In cerca - In attesa; aspettando. Cioè, nell'adempimento fedele dei nostri doveri verso noi stessi, verso i nostri simili e verso Dio, dobbiamo aspettare pazientemente la venuta di nostro Signore.

  1. Dobbiamo credere che tornerà;
  2. Dobbiamo essere in una posizione di attesa, non sapendo quando verrà; e,
  3. Dobbiamo essere pronti per lui ogni volta che verrà; vedi le note di Matteo 24:42 ; 1 Tessalonicesi 5:4 nota; Filippesi 3:20 nota.

Quella benedetta speranza - Il compimento di quella speranza così piena di beatitudine per noi.

L'apparizione gloriosa - Note, 2 Tessalonicesi 2:8 ; confronta 1Tm 6:14 ; 2 Timoteo 1:10 ; 2 Timoteo 4:8 .

Del grande Dio - Ci possono essere pochi dubbi, se ce ne sono, che con "il grande Dio" qui, l'apostolo si riferisse al Signore Gesù, poiché non è una dottrina del Nuovo Testamento che Dio stesso in quanto tale, o in contraddizione dal suo Figlio incarnato, apparirà nell'ultimo giorno. Si dice, infatti, che il Salvatore verrà “nella gloria del Padre suo, con i suoi angeli” Matteo 16:27 , ma che Dio come tale apparirà non è insegnato nella Bibbia.

C'è la dottrina che Dio si manifesterà in suo Figlio; che l'approccio divino al nostro mondo sia per mezzo di lui per giudicare la razza; e che sebbene sarà accompagnato con i simboli appropriati della divinità, tuttavia sarà il Figlio di Dio che sarà visibile. Nessuno, abituato alle opinioni di Paolo, può dubitare che quando ha usato questo linguaggio ha tenuto sempre gli occhi sul Figlio di Dio, e che non si aspettava altra manifestazione che quella che sarebbe avvenuta attraverso di lui.

In nessun luogo del Nuovo Testamento la frase ἐπιφάνειαν τοῦ Θεοῦ epiphaneian tou Theou - "la manifestazione o apparizione di Dio" - è applicata a nessun altro che a Cristo. È vero che qui si parla di questo come dell'"apparizione della gloria - τῆς δόξης tēs doxēs - del grande Dio”, ma l'idea è quella di una tale manifestazione come è diventato Dio, o avrebbe appropriatamente mostrato la sua gloria.

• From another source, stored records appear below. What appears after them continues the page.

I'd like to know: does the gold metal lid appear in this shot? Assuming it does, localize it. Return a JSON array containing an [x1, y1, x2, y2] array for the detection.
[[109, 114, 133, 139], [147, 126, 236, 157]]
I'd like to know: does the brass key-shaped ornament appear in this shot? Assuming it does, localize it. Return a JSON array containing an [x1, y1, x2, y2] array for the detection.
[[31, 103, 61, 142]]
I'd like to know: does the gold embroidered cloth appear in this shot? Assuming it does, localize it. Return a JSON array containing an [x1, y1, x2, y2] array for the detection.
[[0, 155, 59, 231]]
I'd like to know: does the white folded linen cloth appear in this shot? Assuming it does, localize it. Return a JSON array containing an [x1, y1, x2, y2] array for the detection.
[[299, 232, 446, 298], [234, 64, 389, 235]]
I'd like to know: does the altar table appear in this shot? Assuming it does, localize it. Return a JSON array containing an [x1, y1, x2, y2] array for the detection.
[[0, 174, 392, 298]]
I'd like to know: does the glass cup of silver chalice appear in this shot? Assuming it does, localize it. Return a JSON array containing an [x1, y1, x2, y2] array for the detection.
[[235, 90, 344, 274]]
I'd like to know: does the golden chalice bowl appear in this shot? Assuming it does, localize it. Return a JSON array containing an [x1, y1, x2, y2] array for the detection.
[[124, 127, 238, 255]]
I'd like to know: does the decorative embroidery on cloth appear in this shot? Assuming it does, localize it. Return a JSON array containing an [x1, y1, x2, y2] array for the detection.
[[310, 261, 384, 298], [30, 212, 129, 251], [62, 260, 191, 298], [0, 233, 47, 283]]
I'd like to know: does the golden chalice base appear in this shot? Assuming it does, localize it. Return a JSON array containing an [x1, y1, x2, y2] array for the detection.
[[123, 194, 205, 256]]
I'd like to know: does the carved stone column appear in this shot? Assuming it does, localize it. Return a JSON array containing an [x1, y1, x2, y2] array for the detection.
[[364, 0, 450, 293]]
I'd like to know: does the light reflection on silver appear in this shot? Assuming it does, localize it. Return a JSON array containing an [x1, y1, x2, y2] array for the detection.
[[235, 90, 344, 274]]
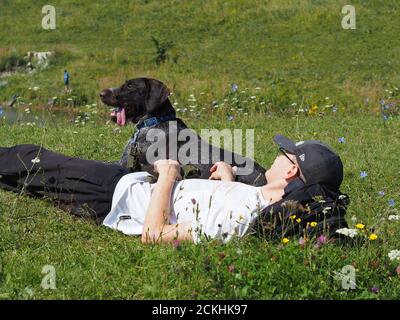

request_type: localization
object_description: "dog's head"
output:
[100,78,170,126]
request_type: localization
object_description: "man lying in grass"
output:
[0,135,343,243]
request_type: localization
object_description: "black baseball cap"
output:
[273,134,343,190]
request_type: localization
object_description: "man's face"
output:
[265,154,298,183]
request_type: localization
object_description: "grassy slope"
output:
[0,0,400,109]
[0,1,400,299]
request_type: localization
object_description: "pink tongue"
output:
[117,108,126,126]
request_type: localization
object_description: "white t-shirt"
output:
[103,172,269,243]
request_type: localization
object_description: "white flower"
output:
[336,228,358,238]
[388,250,400,261]
[31,157,40,163]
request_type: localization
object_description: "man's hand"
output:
[209,161,237,181]
[154,159,182,181]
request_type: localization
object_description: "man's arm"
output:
[209,161,237,181]
[142,160,193,243]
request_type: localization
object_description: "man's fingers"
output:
[210,162,218,172]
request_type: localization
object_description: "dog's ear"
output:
[144,78,170,113]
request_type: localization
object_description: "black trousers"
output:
[0,144,130,223]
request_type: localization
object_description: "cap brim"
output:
[273,134,296,153]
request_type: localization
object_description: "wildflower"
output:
[388,250,400,261]
[308,104,318,115]
[336,228,358,238]
[31,157,40,164]
[231,83,238,92]
[360,171,368,178]
[317,234,328,246]
[281,238,289,244]
[368,233,378,241]
[218,252,226,260]
[172,240,180,250]
[371,287,379,294]
[299,237,307,247]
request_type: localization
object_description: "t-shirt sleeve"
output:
[192,206,258,243]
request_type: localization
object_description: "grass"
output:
[0,0,400,111]
[0,0,400,299]
[0,113,400,299]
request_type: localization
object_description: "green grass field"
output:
[0,0,400,299]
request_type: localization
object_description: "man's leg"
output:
[0,144,129,221]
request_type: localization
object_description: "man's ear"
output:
[286,165,300,180]
[144,78,170,113]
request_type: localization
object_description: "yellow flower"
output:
[369,233,378,241]
[356,223,365,229]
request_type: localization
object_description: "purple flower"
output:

È noto alla maggior parte delle persone che hanno partecipato a controversie religiose, che questo passaggio ha dato luogo a molte discussioni. Gli antichi, in generale, lo interpretavano come "L'apparizione gloriosa del nostro grande Dio e Salvatore Gesù Cristo". Questo senso è stato confermato dalle fatiche di Beza, Whitby, Bull, Matthaei e Middleton (sull'articolo greco), ed è l'interpretazione comune di coloro che affermano di essere ortodossi; vedi Bloomfield, Rec.

Syn., e Note, in loc. Sostiene che il significato sia "l'apparizione gloriosa di quel grande essere che è il nostro Dio e Salvatore". Gli argomenti a sostegno di questa opinione sono ben riassunti da Bloomfield. Senza entrare in un esame critico di questo passaggio, che non sarebbe conforme al disegno di queste Note, si può osservare in generale:

(1) Che nessun semplice lettore del Nuovo Testamento, abituato al linguaggio comune lì, avrebbe alcun dubbio che l'apostolo si riferisse qui alla venuta del Signore Gesù.

(2) Che la “venuta” di Dio, in quanto tale, non è parlata in questo modo nel Nuovo Testamento.

(3) Che l'attesa dei cristiani era diretta all'avvento del Salvatore asceso, non all'apparizione di Dio come tale.

(4) Che questo è proprio un linguaggio come quello che userebbe uno che credesse che il Signore Gesù è divino, o che il nome Dio potrebbe essere applicato correttamente a lui.

(5) Che avrebbe naturalmente e ovviamente trasmesso l'idea che fosse divino, a uno che non aveva una teoria da difendere.

(6) Che se l'apostolo non intendeva questo, usò un linguaggio adatto a indurre le persone in errore.

(7) E che la bella costruzione del greco qui, secondo l'applicazione delle regole più rigide, sostiene abbondantemente l'interpretazione che il semplice lettore del Nuovo Testamento ne apporterebbe. I nomi sopra citati sono una prova abbondante che questa interpretazione non viola le regole della lingua greca, ma piuttosto che la giusta costruzione dell'originale lo richiede. Se è così, allora questo fornisce una prova importante della divinità di Cristo.